Les personnes dont les données sont collectées disposent de droits à la rectification, à l’effacement des données et à l’oubli : « la personne concernée a le droit d’obtenir du responsable du traitement l’effacement, dans les meilleurs délais, de données la concernant et le responsable du traitement a l’obligation d’effacer ces données dans les meilleurs délais  » (Article 17), et ce pour six motifs : les données ne sont plus nécessaires, la personne concernée retire son consentement, la personne concernée s’oppose au traitement à des fins de prospection, les données ont fait l’objet d’un traitement illicite, les données doivent être effacées pour respecter une obligation légale, ou encore les données ont été collectées dans le cadre d’une offre de service à destinations de mineurs.

4. Notification des violations de données personnelles (« Data Breach Notification »)

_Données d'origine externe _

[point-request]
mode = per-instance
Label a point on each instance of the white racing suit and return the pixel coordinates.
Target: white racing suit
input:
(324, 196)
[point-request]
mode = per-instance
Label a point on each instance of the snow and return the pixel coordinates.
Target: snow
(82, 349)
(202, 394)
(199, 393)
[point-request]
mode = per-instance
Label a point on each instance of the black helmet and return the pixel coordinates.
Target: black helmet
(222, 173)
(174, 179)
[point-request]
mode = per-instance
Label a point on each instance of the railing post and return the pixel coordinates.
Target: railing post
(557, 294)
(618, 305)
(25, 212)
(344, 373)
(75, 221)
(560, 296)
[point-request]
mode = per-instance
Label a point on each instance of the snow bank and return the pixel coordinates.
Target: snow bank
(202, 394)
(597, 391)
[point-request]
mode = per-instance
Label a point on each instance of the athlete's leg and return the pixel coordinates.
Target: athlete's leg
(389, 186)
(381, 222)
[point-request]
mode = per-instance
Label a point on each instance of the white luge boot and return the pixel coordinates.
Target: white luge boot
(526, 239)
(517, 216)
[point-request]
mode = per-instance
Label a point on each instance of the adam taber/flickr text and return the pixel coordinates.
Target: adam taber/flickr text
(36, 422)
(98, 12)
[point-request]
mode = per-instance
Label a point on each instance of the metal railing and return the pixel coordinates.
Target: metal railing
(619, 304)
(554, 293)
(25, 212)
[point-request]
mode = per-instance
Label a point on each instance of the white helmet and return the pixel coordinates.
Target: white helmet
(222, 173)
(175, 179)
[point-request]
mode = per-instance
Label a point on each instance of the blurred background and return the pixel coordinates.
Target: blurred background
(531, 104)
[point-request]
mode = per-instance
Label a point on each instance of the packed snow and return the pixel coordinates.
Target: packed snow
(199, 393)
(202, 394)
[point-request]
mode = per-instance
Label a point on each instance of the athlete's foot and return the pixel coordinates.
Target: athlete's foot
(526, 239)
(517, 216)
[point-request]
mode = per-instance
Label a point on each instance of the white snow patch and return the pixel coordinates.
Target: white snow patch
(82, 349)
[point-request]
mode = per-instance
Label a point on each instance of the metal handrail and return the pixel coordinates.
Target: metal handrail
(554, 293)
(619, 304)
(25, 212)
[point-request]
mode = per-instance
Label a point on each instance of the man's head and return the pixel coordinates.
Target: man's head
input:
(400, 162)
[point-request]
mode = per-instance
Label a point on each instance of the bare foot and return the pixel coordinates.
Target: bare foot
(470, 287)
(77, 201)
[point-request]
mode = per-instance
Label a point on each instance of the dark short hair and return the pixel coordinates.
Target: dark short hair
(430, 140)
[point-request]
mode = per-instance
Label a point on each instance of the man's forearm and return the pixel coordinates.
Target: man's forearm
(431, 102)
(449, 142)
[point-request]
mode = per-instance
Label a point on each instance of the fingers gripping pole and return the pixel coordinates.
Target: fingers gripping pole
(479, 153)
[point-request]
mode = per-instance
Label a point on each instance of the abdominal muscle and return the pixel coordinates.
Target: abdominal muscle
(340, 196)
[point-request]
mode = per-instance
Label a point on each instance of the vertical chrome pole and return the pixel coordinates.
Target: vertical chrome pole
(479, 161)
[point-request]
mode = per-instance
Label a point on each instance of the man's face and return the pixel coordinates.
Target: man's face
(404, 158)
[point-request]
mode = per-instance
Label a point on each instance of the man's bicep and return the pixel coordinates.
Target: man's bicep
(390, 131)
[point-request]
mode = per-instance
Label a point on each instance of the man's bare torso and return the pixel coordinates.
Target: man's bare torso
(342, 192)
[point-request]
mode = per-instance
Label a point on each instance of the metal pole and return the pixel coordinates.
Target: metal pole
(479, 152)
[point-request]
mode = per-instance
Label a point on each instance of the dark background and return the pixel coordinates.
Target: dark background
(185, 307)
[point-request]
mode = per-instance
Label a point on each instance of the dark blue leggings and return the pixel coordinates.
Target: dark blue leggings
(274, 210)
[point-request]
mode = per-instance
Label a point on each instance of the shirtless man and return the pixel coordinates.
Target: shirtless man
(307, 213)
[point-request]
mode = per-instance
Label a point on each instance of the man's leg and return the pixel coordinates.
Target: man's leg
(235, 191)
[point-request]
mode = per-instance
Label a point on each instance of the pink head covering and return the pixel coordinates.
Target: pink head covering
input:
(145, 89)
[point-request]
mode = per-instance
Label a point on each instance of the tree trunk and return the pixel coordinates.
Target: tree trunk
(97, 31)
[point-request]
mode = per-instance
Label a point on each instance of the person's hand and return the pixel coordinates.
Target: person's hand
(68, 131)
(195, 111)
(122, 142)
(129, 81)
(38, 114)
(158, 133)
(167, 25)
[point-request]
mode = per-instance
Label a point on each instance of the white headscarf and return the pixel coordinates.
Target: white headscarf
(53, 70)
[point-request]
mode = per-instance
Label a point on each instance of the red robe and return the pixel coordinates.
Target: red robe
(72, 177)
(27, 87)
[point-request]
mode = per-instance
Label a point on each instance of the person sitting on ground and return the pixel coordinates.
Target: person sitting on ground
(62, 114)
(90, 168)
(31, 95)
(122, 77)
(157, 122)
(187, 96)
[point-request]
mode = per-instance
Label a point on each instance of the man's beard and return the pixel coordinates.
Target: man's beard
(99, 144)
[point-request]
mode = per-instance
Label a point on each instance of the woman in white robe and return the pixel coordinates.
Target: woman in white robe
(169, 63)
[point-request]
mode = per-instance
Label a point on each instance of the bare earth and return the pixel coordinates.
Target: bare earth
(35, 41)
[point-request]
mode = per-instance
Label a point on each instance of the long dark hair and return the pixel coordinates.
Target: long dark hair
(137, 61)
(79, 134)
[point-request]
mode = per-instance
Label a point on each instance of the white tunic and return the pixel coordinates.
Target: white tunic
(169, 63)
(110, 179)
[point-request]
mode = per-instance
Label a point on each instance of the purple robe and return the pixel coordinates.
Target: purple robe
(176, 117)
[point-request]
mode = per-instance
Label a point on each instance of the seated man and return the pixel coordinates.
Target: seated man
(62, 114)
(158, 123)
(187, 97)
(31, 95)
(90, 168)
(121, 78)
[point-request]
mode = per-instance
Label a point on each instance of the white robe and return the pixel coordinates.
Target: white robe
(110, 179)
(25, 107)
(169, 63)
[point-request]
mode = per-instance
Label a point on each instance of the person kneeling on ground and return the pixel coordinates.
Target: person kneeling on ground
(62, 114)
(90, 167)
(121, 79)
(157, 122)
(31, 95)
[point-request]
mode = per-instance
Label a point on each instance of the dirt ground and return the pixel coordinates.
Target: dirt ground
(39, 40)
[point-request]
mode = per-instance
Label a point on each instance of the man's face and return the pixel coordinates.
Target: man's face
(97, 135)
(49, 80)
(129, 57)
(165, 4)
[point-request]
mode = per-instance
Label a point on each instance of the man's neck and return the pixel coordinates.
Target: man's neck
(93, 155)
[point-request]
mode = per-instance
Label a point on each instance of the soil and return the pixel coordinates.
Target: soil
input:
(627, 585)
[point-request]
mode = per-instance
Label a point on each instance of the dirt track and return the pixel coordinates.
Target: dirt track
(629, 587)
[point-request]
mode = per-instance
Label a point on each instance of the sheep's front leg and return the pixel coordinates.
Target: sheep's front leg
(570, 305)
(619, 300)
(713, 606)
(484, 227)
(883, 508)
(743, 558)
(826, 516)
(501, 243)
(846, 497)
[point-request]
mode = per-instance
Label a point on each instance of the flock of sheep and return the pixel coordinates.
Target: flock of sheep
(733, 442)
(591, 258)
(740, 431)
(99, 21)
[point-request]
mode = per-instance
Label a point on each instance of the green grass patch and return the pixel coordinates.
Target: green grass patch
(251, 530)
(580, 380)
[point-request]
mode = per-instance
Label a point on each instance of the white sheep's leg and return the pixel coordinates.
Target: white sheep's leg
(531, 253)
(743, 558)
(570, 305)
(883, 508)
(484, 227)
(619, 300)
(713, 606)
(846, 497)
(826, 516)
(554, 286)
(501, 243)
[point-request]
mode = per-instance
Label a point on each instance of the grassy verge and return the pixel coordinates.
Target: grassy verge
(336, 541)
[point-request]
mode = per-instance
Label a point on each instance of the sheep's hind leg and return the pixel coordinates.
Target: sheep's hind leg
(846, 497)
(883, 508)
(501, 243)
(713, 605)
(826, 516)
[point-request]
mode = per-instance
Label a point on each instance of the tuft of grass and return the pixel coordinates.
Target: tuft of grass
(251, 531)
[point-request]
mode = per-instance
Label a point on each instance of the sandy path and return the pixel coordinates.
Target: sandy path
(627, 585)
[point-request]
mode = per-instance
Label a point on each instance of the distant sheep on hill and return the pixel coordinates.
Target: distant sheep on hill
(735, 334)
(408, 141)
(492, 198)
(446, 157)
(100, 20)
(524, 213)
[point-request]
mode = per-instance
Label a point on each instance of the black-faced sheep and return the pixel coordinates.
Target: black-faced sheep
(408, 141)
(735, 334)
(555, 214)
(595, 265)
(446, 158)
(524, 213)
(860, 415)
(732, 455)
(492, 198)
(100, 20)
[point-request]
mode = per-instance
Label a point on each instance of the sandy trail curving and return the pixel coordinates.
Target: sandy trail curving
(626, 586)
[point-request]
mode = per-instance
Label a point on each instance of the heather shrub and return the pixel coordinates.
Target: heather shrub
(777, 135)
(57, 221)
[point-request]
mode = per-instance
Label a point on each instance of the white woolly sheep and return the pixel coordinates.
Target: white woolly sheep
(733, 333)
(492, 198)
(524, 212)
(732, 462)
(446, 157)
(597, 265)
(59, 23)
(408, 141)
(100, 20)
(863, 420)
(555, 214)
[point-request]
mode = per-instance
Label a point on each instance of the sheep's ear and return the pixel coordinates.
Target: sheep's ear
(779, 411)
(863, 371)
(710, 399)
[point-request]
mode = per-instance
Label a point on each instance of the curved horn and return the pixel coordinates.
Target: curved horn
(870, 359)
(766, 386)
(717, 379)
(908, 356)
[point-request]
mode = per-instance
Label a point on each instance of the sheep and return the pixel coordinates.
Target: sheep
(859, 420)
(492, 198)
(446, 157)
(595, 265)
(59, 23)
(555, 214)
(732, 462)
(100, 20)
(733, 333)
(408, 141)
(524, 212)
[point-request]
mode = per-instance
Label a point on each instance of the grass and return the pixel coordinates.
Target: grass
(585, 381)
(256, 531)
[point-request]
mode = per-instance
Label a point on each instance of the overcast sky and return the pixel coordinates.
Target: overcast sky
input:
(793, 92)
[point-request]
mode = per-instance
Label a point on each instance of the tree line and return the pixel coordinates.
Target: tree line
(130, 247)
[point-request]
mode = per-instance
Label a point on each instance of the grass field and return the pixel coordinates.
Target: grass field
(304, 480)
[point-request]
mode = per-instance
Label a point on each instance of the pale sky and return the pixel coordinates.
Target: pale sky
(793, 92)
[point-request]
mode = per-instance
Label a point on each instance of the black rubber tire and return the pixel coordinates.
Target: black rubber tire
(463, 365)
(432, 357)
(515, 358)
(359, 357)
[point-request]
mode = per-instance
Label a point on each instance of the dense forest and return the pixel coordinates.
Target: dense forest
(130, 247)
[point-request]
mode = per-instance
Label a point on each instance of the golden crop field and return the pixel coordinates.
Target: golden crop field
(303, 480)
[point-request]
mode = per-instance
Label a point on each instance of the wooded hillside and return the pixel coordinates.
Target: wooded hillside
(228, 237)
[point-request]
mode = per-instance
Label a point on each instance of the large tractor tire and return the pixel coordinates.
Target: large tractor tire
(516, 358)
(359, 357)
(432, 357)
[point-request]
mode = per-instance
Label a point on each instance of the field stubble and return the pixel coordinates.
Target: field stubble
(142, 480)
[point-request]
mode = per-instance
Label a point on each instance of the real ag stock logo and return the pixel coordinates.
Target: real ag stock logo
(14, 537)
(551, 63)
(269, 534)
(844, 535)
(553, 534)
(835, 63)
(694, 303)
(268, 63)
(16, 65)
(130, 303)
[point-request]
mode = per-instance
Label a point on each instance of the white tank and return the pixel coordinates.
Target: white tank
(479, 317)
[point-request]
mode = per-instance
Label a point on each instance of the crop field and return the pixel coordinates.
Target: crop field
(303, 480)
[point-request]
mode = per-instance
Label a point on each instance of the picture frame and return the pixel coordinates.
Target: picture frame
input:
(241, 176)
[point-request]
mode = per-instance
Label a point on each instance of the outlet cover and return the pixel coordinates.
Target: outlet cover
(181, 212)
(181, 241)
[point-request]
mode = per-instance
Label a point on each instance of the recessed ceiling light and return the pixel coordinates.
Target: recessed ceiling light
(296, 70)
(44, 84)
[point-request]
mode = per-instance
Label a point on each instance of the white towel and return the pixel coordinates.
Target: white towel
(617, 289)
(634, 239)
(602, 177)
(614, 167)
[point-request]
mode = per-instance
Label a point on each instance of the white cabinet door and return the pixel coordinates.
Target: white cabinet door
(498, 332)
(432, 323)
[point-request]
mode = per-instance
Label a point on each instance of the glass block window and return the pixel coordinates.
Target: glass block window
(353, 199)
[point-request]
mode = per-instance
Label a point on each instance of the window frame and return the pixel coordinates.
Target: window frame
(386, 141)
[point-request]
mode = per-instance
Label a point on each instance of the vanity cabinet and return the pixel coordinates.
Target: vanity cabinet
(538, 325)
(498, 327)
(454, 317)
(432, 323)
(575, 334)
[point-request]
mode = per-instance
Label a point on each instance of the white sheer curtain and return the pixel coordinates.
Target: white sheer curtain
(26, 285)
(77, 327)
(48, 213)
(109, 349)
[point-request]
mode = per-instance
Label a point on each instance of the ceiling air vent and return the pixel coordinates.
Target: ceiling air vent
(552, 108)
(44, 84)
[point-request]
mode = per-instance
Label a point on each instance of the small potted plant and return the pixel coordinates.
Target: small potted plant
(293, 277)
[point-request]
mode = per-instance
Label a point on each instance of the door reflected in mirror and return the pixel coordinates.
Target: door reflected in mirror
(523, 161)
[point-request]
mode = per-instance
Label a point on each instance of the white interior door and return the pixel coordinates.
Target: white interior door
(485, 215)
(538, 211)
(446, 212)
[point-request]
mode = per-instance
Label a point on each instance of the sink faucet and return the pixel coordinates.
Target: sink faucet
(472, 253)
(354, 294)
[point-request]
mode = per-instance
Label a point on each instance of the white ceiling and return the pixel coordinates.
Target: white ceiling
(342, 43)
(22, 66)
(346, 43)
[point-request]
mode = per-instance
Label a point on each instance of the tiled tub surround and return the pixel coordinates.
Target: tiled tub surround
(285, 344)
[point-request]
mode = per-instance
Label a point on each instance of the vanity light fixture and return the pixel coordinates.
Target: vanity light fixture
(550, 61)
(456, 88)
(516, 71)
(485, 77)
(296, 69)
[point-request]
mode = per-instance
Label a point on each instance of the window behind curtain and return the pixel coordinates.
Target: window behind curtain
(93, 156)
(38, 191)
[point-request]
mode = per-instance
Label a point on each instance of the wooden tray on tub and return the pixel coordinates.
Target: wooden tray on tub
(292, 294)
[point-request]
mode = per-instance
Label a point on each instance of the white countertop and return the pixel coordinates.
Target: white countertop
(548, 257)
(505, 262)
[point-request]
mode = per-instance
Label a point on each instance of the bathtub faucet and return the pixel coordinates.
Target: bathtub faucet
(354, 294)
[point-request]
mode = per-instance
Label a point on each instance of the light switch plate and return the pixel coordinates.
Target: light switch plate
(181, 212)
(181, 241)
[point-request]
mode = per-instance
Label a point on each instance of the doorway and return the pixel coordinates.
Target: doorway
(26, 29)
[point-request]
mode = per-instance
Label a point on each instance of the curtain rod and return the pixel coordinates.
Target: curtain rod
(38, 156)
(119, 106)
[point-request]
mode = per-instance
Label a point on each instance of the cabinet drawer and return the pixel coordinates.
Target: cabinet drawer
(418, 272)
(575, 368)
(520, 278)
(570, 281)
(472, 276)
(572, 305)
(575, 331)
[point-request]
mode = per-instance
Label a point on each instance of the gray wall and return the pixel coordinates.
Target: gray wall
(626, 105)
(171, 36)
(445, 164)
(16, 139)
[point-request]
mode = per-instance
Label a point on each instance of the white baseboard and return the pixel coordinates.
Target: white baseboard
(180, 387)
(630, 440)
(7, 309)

A l’heure actuelle, les différentes directives européennes font peser sur les entreprises du secteur de la télécommunication l’obligation d’informer les autorités en cas « d’accès non autorisé » à des données personnelles. En clair, lors d’un piratage. Le Règlement, quant à lui, généralise cette obligation de signalement à l’ensemble des responsables de traitement, en ce compris leurs sous-traitants, et ce au plus tard 72 heures après la découverte du problème (Article 33). Bien entendu, il faut que le problème atteigne une certaine gravité pour qu’il soit nécessaire de le rapporter, et tout va donc dépendre de la détermination du seuil à partir duquel le signalement devient obligatoire. L’article 34 du Règlementindique que ce signalement devra intervenir « lorsqu’une violation de données à caractère personnel est susceptible d’engendrer un risque élevé pour les droits et libertés d’une personne physique. » L’emploi du mot « élevé  » laisse donc place à appréciation et donnera donc probablement lieu au développement d’une jurisprudence abondante.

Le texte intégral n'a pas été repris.